The full story is available here.

The drink

The star of this story, I think, is not so much Toby Dammit as it is the devil. Admittedly he doesn’t have much of a speaking role, but it is he who delivers the lesson contained in the story’s title. There’s also something very theatrical about how the narrator’s words (“…the devil he is”) echo uncomfortably through the covered bridge. For these reasons, our drink will focus on the infernal little gentleman.

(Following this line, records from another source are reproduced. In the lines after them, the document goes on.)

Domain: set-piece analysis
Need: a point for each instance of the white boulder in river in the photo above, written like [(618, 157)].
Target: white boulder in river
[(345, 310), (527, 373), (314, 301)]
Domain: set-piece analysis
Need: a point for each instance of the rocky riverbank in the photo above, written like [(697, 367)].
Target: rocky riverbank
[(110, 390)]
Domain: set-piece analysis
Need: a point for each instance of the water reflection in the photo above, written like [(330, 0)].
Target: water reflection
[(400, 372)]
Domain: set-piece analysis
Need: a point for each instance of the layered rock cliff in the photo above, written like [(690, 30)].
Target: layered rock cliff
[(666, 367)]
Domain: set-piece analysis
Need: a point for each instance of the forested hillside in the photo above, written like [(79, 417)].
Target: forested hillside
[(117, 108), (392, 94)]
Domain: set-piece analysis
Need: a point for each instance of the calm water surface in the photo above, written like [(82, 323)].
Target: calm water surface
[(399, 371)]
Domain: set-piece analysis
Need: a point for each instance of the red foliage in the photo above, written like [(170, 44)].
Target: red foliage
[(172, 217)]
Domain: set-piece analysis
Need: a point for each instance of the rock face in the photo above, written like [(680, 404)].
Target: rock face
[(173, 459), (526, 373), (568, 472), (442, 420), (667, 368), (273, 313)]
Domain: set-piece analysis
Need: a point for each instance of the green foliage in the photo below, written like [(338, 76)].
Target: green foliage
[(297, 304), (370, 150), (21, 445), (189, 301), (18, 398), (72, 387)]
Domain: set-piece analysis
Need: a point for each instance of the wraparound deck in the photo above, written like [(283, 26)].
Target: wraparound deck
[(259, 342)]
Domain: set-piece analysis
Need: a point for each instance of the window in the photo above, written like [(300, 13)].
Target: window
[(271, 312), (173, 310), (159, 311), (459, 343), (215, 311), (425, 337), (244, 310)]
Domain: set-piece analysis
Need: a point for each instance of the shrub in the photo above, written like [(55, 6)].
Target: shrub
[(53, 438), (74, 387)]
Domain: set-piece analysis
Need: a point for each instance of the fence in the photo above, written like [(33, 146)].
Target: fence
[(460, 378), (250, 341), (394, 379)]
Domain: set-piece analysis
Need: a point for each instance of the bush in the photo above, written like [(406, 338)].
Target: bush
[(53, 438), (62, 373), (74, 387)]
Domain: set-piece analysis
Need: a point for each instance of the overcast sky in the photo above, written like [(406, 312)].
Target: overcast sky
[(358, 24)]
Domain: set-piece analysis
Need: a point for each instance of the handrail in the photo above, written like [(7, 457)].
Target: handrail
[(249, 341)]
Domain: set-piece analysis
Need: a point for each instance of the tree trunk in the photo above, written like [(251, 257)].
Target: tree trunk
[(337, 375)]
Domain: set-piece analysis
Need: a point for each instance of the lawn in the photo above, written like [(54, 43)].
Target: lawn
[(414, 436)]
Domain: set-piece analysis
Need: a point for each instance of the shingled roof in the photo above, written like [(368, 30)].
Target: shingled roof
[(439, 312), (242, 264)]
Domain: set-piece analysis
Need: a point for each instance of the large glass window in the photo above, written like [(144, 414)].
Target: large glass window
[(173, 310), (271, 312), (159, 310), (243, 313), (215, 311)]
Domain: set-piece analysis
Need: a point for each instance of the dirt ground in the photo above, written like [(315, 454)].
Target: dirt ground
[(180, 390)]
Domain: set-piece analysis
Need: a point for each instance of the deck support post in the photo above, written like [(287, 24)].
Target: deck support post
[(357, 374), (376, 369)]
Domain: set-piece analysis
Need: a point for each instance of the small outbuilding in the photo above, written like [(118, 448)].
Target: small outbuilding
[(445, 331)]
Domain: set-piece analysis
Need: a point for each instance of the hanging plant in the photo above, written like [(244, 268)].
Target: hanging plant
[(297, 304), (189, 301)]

There are many drinks out there that take some variation of the name “demon blood” or “devil’s blood.” All of them are red, for obvious reasons. But the variant we present here has the signature touches of a devil-horn garnish and a fiery burn. 

Ingredients:

2 oz. carta blanca rum

2 oz unsweetened cranberry juice

1-1/2 tbs peppermint schnapps

Several dashes of tabasco (the more the better)

2 chili peppers (for garnish)

Cut slots into the bottom of the two chili peppers and affix them to the rim of a martini glass. Put all the liquid ingredients into your cocktail shaker with ice. Shake the hell out of it (Har!). Strain into the prepared martini glass. Damn, it’s good!

(Note: The tabasco is the key to this drink. Put in as much as you can stand–I did six healthy dashes. The tabasco adds dimensionality and balances the sweet and tart flavors.)

Poe-Script

It’s said that Poe may have gotten the idea for Toby’s mishap from Dickens’ The Posthumous Papers of the Pickwick Club. To wit:

“Heads, heads, take care of your heads,” cried the loquacious stranger, as they came out under the low archway, which, in those days, formed the entrance to the coach-yard. “Terrible place — dangerous work; other day, five children — mother — tall lady, eating sandwiches — forgot the arch — crash, knock — children look round, mother’s head off … head of a family off; shocking, shocking.”